About 36 percent of them said they stayed in Martinez because of family ties or similar connections in the community. Roughly 41 percent identified as having problems with substance abuse, and 33 percent reported mental health issues.

The homeless in Martinez find the biggest barrier to housing is income. Median rent in the Bay Area is $2,300 a month, according to Jenett, but renters would need to make more than four times the minimum wage to afford that.

And the elderly, especially those living on a fixed income, are particularly vulnerable.

“If the rent goes up $200 a month, you’re out of luck,” Jenett said. “What that means is that a lot of folks are gonna be on the street.” There are things the public can do to help, but the primary solution to homelessness is housing.

“Is there anybody in here who’s a landlord?” Jenett said, encouraging property owners to make rooms and rental units available to someone currently experiencing homelessness. “That’s something you could do that’s a tangible thing.”

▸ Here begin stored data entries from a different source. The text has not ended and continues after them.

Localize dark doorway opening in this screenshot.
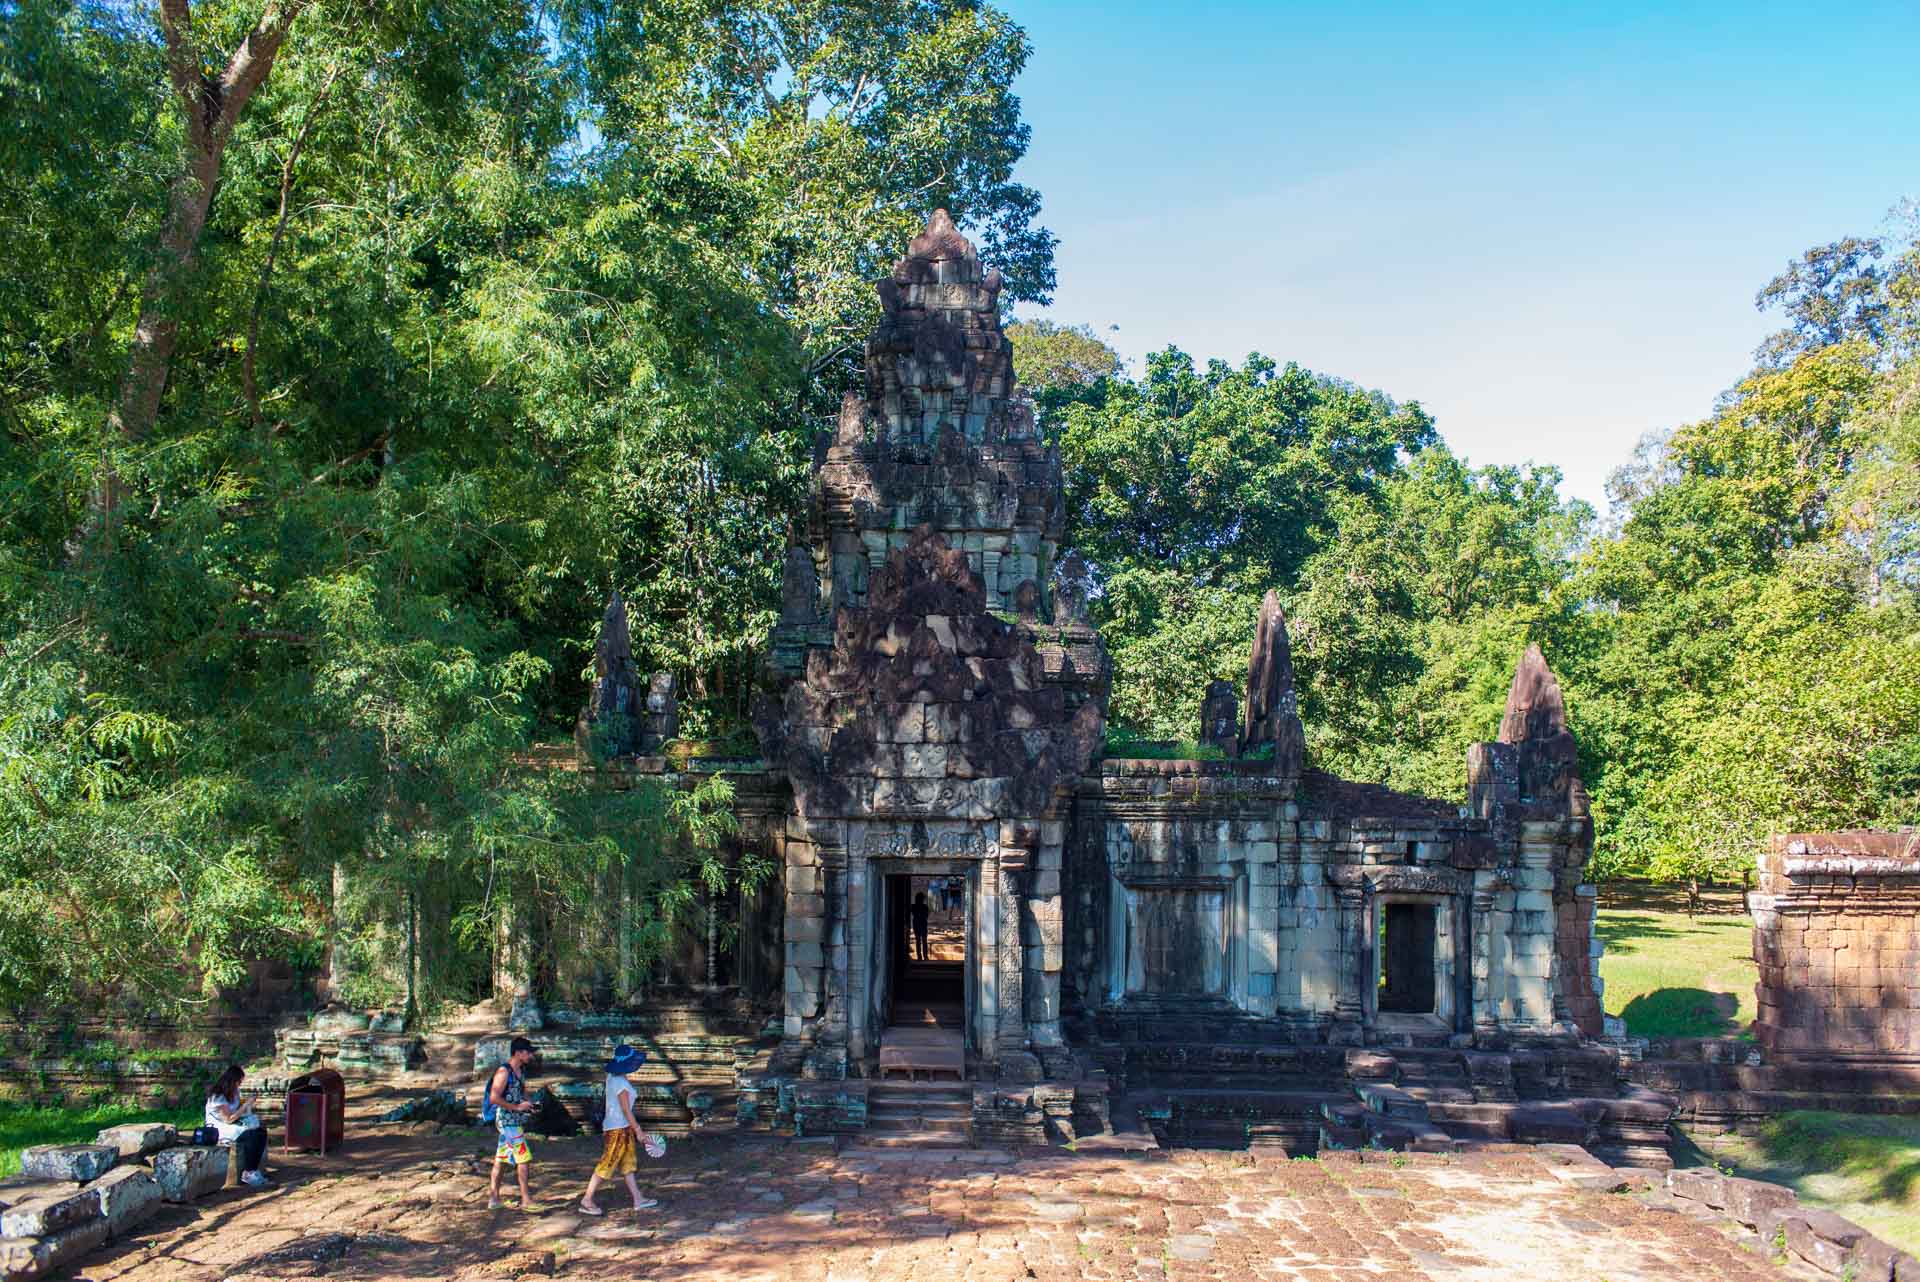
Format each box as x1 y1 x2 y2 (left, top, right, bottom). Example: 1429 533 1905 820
1378 901 1437 1015
879 873 966 1079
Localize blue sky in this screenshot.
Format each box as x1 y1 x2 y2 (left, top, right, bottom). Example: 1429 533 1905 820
1003 0 1920 512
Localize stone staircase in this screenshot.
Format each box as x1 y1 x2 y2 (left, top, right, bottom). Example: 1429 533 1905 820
1320 1047 1675 1166
860 1082 973 1147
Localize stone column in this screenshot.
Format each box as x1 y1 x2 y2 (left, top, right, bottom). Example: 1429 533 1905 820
1330 882 1366 1045
1470 881 1500 1039
782 820 827 1044
1025 819 1067 1052
994 826 1038 1080
810 834 850 1077
846 835 872 1063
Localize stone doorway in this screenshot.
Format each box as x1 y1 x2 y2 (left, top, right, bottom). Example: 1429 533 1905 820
877 872 967 1080
1378 901 1438 1015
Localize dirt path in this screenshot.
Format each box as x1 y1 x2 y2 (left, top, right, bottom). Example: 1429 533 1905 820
71 1115 1802 1282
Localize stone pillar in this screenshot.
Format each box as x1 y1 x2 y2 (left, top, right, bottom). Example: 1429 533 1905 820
809 834 849 1077
782 819 827 1046
995 824 1038 1080
1330 883 1366 1045
1025 818 1067 1053
846 837 872 1063
1470 882 1501 1039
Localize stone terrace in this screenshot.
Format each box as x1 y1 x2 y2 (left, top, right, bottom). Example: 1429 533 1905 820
76 1107 1798 1281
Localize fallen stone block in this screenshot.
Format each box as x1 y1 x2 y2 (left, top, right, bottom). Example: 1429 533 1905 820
151 1146 225 1203
89 1166 162 1239
1847 1234 1903 1282
1667 1166 1728 1208
0 1183 70 1215
0 1185 100 1239
17 1146 114 1184
94 1123 176 1160
0 1216 108 1281
1721 1174 1798 1230
1787 1208 1870 1276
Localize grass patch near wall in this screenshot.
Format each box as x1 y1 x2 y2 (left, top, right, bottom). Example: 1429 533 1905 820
0 1101 200 1176
1685 1112 1920 1256
1596 884 1757 1038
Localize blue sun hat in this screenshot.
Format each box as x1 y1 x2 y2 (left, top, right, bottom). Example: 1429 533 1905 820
605 1044 645 1075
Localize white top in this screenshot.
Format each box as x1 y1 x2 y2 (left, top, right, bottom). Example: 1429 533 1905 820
204 1094 255 1144
602 1073 636 1131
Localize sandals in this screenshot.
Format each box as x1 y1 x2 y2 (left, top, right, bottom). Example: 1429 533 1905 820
577 1201 605 1216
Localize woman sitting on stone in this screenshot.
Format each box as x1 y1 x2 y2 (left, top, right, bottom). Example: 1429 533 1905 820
206 1064 270 1187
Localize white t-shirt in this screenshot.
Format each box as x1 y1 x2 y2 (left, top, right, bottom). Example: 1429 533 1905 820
602 1074 636 1131
204 1094 257 1143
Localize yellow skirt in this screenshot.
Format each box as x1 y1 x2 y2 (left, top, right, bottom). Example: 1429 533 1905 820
594 1127 637 1177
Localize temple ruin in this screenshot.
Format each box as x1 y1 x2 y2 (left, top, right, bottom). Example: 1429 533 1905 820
283 211 1672 1161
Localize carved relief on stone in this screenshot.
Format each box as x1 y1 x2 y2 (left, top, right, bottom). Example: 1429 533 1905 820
756 525 1105 820
1199 679 1241 757
1050 550 1094 627
780 546 822 626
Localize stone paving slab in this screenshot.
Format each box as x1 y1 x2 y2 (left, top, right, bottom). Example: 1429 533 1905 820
74 1124 1802 1282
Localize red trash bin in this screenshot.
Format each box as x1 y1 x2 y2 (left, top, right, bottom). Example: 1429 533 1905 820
285 1068 345 1155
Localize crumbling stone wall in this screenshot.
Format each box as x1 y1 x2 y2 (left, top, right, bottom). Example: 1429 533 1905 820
1466 644 1603 1037
1754 830 1920 1059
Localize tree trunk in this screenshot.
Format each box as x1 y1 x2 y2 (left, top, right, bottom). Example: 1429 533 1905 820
72 0 311 558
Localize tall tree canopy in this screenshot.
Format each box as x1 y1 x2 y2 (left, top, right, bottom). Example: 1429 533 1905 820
0 0 1054 1016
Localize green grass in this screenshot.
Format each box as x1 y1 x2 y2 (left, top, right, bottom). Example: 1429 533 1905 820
1101 731 1227 761
0 1100 200 1177
1685 1112 1920 1256
1597 888 1758 1038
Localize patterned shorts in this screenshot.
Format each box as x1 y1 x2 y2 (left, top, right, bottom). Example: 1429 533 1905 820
594 1128 637 1177
495 1128 531 1166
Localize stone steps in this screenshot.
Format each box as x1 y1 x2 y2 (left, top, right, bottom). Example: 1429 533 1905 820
861 1083 974 1147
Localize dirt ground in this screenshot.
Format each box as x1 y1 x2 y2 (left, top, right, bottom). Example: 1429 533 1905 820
74 1099 1801 1282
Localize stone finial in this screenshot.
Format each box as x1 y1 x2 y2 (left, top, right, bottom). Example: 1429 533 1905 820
1472 643 1588 826
597 592 632 677
1199 680 1241 758
780 546 821 625
576 592 642 758
905 208 973 264
1498 643 1568 743
1241 589 1305 775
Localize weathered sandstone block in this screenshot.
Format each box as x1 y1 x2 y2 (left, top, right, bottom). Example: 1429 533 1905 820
152 1147 225 1203
93 1124 175 1160
17 1147 113 1185
89 1166 163 1238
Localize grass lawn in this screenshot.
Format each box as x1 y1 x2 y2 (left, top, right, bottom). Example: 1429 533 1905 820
1596 883 1759 1038
1684 1112 1920 1257
0 1100 200 1177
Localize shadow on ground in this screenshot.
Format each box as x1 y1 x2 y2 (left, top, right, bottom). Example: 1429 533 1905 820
1618 987 1741 1038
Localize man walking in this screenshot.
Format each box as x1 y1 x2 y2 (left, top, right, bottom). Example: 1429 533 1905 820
487 1036 538 1211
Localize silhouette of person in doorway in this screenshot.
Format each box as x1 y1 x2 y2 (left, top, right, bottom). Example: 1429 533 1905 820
911 890 931 961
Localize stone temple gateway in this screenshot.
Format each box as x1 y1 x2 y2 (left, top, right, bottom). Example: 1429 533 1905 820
307 212 1670 1160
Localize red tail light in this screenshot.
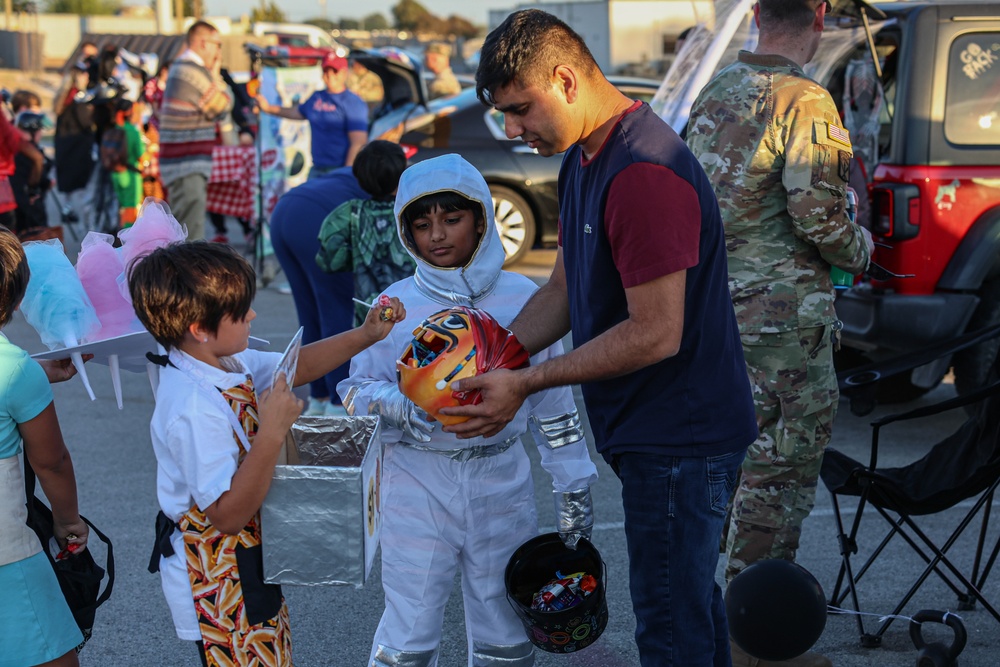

The meeting concluded with a question and answer segment during which several members of the audience were critical of the city’s efforts, or lack thereof, depending.

Some complained that when they’ve tried to help by calling the police or other agencies, the resources available to respond have often been inadequate to address the situation that prompted the call, and the authorities in the room acknowledged that the demand for these services often exceeds their availability.

There were several solutions put forward by the community, including a safe parking area where people living in vehicles could sleep at night as well as a tiny home village.

One woman who said she is currently homeless invited everyone in attendance to experience homelessness with her for the evening, though no one immediately took her up on the offer.